L’amministrazione Trump ha smantellato l’assistenza estera degli Stati Uniti nel giro di pochi giorni, chiudendo praticamente da un giorno all’altro l’Agenzia statunitense per lo sviluppo internazionale (USAID), che ha erogato circa il 60% del budget di 71,9 miliardi di dollari del governo per gli aiuti nell’anno fiscale 2023. Mentre gli Stati Uniti non sono l’unico attore a tagliare gli aiuti esteri, il ridimensionamento del più grande donatore del mondo lascia un vuoto difficile da colmare, con conseguenze potenzialmente gravi e non intenzionali per il modo in cui i governi di tutto il mondo gestiscono la migrazione.
L’assistenza estera può smorzare l’instabilità, le difficoltà economiche e gli shock climatici che costringono le persone a trasferirsi, oltre ad aiutare le persone a integrarsi, tornare a casa o trasferirsi legalmente in cerca di migliori opportunità. Mentre da tempo si chiede di rendere gli aiuti più efficienti ed efficaci, l’improvviso disfacimento di miliardi di dollari di finanziamenti per tali programmi critici potrebbe peggiorare le crisi globali degli sfollati e rendere più difficile per il sistema internazionale rispondervi.
Sebbene gli Stati Uniti abbiano effettuato i tagli più drastici agli aiuti esteri complessivi – terminando circa l’85% dei contratti gestiti da USAID, per un valore di oltre 27 miliardi di dollari – anche i donatori europei si stanno ritirando. Francia e Germania hanno ridotto i finanziamenti per gli aiuti esteri per l’anno rispettivamente dell’11% e del 9,5%; e Belgio, Finlandia, Paesi Bassi, Svezia e Svizzera stanno attuando tagli pluriennali. L’Unione Europea ha reindirizzato 2 miliardi di euro dal suo budget per lo sviluppo per sostenere l’Ucraina e la gestione delle frontiere, mentre il Regno Unito sta riducendo la sua assistenza allo sviluppo del 40% per investire nella difesa. Collettivamente, queste decisioni ammontano a miliardi di dollari di finanziamenti persi.
La perdita degli aiuti esteri non è l’unico cambiamento significativo, però. I paesi europei stanno anche spostando l’ambito del loro lavoro in materia di migrazione, rifocalizzandosi dal soddisfare i bisogni umanitari e sostenere i contributi dei migranti al concentrarsi esclusivamente sulla riduzione della migrazione irregolare lungo i corridoi chiave e incentivare i paesi partner ad accettare i rimpatri dei loro cittadini.

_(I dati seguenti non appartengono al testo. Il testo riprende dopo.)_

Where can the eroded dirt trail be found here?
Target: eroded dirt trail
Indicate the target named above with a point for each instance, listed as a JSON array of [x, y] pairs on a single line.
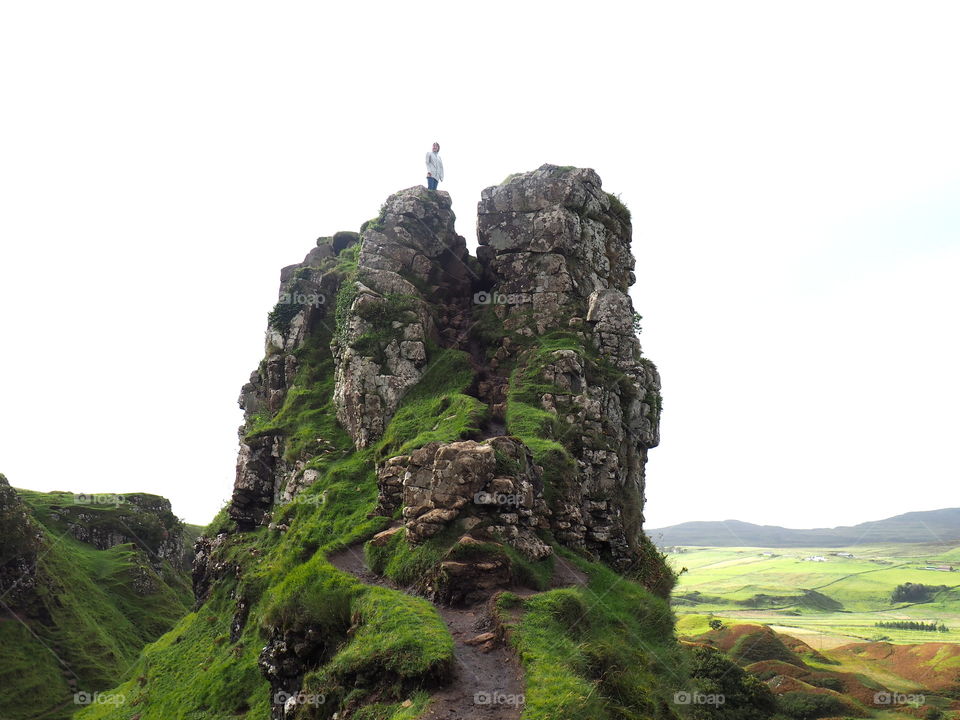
[[488, 680]]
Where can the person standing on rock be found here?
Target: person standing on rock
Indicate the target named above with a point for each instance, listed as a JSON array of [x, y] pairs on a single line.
[[434, 167]]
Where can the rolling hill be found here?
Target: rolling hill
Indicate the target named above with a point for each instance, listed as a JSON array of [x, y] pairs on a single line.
[[932, 526]]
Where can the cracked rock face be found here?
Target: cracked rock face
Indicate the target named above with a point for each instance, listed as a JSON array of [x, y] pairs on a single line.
[[22, 541], [493, 483], [554, 257], [411, 250], [557, 248], [549, 239]]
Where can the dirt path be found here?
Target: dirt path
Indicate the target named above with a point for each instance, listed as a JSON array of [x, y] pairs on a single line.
[[487, 685]]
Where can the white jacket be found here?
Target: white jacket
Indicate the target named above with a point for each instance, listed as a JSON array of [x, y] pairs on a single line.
[[435, 165]]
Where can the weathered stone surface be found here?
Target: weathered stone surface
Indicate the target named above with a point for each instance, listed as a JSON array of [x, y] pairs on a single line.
[[22, 541], [258, 473], [381, 353], [550, 238], [557, 247], [554, 255]]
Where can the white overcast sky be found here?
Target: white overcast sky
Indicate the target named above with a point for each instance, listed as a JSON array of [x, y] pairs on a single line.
[[793, 169]]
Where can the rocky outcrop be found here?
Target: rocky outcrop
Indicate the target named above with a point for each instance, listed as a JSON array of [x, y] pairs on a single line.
[[107, 520], [554, 259], [493, 485], [556, 252], [550, 239], [305, 310], [412, 268], [22, 541]]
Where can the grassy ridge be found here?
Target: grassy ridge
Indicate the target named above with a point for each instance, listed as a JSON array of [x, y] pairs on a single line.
[[93, 612]]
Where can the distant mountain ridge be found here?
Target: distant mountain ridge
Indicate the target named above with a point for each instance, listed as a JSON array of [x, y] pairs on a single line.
[[929, 526]]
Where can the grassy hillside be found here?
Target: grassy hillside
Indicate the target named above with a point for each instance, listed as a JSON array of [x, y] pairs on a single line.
[[914, 527], [877, 680], [832, 602], [376, 653], [90, 614]]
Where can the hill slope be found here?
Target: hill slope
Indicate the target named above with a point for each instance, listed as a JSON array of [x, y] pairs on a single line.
[[477, 429], [85, 583]]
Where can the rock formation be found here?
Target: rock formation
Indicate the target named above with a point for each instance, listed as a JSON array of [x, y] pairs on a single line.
[[554, 260]]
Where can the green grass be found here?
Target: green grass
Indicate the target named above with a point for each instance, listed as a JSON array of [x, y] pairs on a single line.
[[393, 643], [601, 652], [103, 607], [437, 409], [840, 600]]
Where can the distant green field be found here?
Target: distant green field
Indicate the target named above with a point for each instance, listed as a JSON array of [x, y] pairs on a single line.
[[828, 603]]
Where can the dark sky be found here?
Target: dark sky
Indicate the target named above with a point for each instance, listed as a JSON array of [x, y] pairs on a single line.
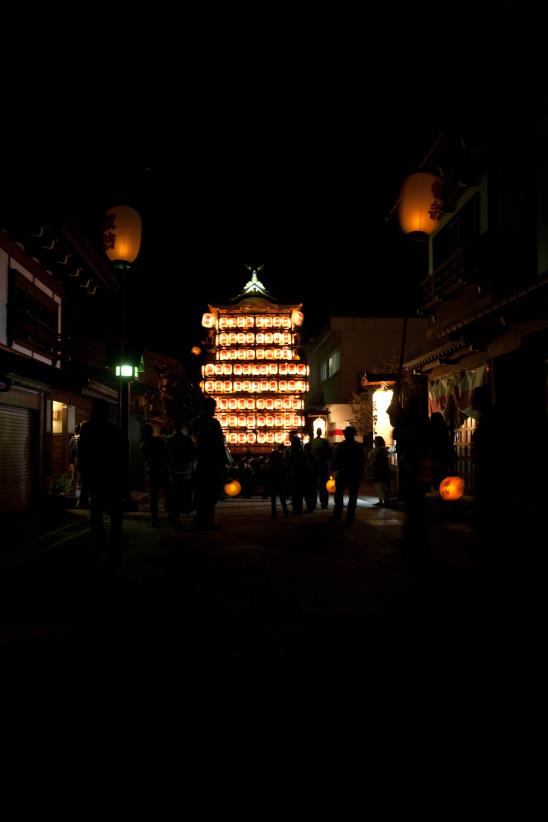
[[299, 175]]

Il ridimensionamento globale dell’assistenza estera potrebbe portare a tre possibili scenari. In uno, nessun altro interviene per colmare le lacune causate dal ritiro degli Stati Uniti. Oppure i governi europei potrebbero aumentare i finanziamenti umanitari immediati, insieme ai tagli all’assistenza allo sviluppo a lungo termine e dando priorità alle rotte migratorie rilevanti a livello nazionale. Ma c’è anche uno scenario in cui un modello migliore potrebbe emergere nel tempo, con l’innovazione che guida un sistema più snello e sostenibile per gestire la migrazione, con una maggiore attenzione alla finanza catalitica e innovativa e un migliore coordinamento tra i donatori.
Tagli controproducenti nello spazio migratorio?

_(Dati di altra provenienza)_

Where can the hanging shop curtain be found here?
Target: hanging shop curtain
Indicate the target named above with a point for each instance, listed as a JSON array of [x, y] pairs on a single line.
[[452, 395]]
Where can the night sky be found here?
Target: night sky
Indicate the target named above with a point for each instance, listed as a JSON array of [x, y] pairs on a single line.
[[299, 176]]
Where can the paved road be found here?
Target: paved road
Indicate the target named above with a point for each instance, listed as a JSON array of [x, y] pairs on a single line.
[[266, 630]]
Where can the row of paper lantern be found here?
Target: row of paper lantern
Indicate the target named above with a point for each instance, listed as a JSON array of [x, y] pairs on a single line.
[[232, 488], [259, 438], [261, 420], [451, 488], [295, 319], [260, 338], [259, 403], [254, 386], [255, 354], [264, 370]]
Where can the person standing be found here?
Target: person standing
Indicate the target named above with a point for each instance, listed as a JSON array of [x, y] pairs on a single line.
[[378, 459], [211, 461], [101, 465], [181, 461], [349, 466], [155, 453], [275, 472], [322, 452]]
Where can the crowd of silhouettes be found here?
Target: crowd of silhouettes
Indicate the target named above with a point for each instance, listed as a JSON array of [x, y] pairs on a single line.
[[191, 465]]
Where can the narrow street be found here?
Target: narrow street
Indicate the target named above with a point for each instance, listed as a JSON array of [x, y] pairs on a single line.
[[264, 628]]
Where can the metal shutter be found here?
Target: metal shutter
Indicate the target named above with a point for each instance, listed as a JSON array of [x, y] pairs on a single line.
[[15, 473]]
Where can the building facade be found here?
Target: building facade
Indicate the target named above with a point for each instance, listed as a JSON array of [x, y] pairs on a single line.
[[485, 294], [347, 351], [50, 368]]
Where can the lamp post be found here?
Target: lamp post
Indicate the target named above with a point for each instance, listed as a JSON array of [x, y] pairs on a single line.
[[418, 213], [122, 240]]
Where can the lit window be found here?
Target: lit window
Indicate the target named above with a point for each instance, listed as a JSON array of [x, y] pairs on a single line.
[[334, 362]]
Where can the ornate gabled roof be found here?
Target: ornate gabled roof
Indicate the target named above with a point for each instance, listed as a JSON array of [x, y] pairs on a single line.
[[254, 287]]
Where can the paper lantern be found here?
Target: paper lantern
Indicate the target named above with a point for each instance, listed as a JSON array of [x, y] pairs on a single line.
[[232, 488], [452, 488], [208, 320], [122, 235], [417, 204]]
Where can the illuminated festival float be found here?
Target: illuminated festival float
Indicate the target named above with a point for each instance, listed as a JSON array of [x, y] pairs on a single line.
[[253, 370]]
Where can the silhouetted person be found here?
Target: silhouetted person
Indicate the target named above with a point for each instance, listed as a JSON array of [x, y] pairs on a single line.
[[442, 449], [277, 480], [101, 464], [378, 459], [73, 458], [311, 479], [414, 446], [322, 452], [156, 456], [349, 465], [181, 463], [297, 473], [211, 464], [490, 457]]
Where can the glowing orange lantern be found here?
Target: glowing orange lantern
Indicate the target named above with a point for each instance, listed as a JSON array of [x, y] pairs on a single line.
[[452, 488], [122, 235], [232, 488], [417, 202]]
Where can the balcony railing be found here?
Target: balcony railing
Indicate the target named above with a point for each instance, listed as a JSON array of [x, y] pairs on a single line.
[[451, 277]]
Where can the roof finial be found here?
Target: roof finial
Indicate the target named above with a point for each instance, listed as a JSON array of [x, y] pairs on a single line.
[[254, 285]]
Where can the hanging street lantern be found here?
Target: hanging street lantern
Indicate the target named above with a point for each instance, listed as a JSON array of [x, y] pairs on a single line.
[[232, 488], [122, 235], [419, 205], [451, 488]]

A causa del ridimensionamento della spesa per gli aiuti esteri degli Stati Uniti per la salute pubblica globale, l’assistenza umanitaria, l’istruzione, lo sviluppo economico e sociale, la governance e l’assistenza alla sicurezza, i progetti sulla migrazione e lo sfollamento hanno subito un duro colpo, compresi quelli incentrati specificamente sulla lotta alla migrazione irregolare.
L’analisi del Migration Policy Institute (MPI) degli elenchi trapelati condivisi con il Congresso sui progetti e le sovvenzioni revocati dall’USAID e dal Dipartimento di Stato rileva fino a 2,3 miliardi di dollari in aiuti legati alla migrazione (vedi riquadro 1 per maggiori dettagli). Sorprendentemente, 200 milioni di dollari di questi fondi si sono concentrati specificamente sulla deterrenza della migrazione irregolare dall’America centrale, il che sembrerebbe essere in linea con gli interessi degli Stati Uniti.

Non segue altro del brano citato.